2. The system of claim 1 comprising of pronunciation peculiarities and errors repository accessible via internet, wherein different peculiarities and errors characteristic to groups of users are stored corresponding to their types.

3. The system of claim 1, further comprising of a performance repository accessible via the Internet, wherein individual users' mispronunciations and speech peculiarities are stored corresponding to their types.

4. The system of claim 1, further comprising of a phrase similarity repository that contains words and phrases that convey same or similar meaning as the words and phrases in the existing human-machine dialog, but will be more reliably recognized by ASR.

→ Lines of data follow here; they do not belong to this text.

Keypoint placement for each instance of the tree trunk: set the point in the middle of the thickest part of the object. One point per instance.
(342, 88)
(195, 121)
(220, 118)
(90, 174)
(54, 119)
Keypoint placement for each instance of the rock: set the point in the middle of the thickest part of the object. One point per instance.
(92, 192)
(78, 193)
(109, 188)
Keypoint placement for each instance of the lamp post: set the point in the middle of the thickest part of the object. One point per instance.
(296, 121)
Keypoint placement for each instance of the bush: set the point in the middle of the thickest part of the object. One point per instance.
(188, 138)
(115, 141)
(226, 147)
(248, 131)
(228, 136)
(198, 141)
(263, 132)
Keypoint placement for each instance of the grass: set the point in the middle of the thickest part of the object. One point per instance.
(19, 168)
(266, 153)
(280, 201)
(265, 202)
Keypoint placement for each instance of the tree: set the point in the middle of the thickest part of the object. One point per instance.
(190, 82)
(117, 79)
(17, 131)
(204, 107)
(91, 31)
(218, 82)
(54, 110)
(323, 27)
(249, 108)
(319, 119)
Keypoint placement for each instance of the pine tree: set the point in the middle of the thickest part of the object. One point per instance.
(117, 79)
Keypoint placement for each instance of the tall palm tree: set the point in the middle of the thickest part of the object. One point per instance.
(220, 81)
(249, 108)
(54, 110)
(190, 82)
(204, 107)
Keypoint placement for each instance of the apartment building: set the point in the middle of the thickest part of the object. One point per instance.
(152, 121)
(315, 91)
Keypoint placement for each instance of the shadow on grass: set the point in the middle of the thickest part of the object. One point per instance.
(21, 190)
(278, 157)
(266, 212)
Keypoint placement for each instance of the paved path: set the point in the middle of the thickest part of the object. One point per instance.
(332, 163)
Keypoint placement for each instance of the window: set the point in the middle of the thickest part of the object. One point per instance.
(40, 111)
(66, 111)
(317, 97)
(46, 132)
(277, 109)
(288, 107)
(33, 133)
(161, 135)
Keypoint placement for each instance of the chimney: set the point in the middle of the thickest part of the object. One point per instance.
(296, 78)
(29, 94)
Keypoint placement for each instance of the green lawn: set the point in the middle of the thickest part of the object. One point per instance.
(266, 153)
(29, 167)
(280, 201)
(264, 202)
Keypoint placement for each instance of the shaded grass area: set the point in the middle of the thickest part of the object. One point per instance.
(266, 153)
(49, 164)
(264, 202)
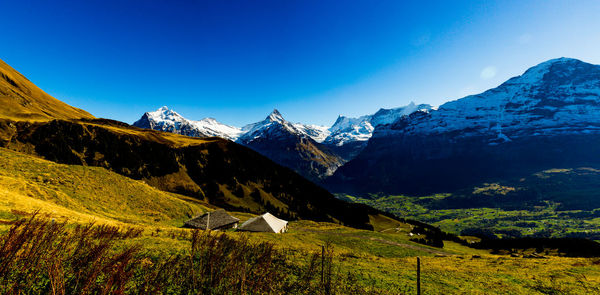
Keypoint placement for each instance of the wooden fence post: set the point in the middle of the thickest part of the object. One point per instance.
(322, 265)
(418, 275)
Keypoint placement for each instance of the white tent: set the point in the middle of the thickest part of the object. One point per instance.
(265, 223)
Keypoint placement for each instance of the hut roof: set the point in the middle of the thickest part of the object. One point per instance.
(212, 220)
(265, 223)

5. The system of claim 1, further comprising of an alternative phrase generation system that builds alternative words and phrases that convey same or similar meaning as the words and phrases in the existing human-machine dialog but will be more reliably recognized by ASR and stores them in a phrase similarity repository accessible via the Internet.

6. The system of claim 1, further comprising of a design feedback module that takes into account pronunciation peculiarities and errors of target users and used ASR and provides system designer with recommendations on how to change existing words and phrases nomenclature to a nomenclature that conveys the same or similar meaning but would be more reliably recognized by ASR;

7. The system of claim 1, further comprising of a user feedback module that takes into account pronunciation peculiarities and errors of this particular user and provides user with recommendations on how to change words and phrases user uses in communication with the machine to words and phrases that convey the same or similar meaning but that would be more reliably recognized by ASR;

8. The system of claim 1 wherein a human-machine interface is configured to operate on a mobile device.

9. A method for creating robust voice-based user interface comprising:

using internet, thesauri and other sources to build alternative words and phrases that convey same or similar meaning to the words and phrases in the existing human-machine dialog but that are more reliably recognized by ASR;

providing guidance to voice-based dialog designer;

building guidance to the user on how to improve the results of speech recognition by changing the words and phrases user uses in communication with the machine to words and phrases that convey the same or similar meaning but that would be more reliably recognized by ASR; and

providing guidance to the user visually or aurally.

10. The method of claim 9, wherein the feedback on improving the results of ASR is provided to the user in real time.

11. The method of claim 9, wherein the communication with the user is performed using a mobile device.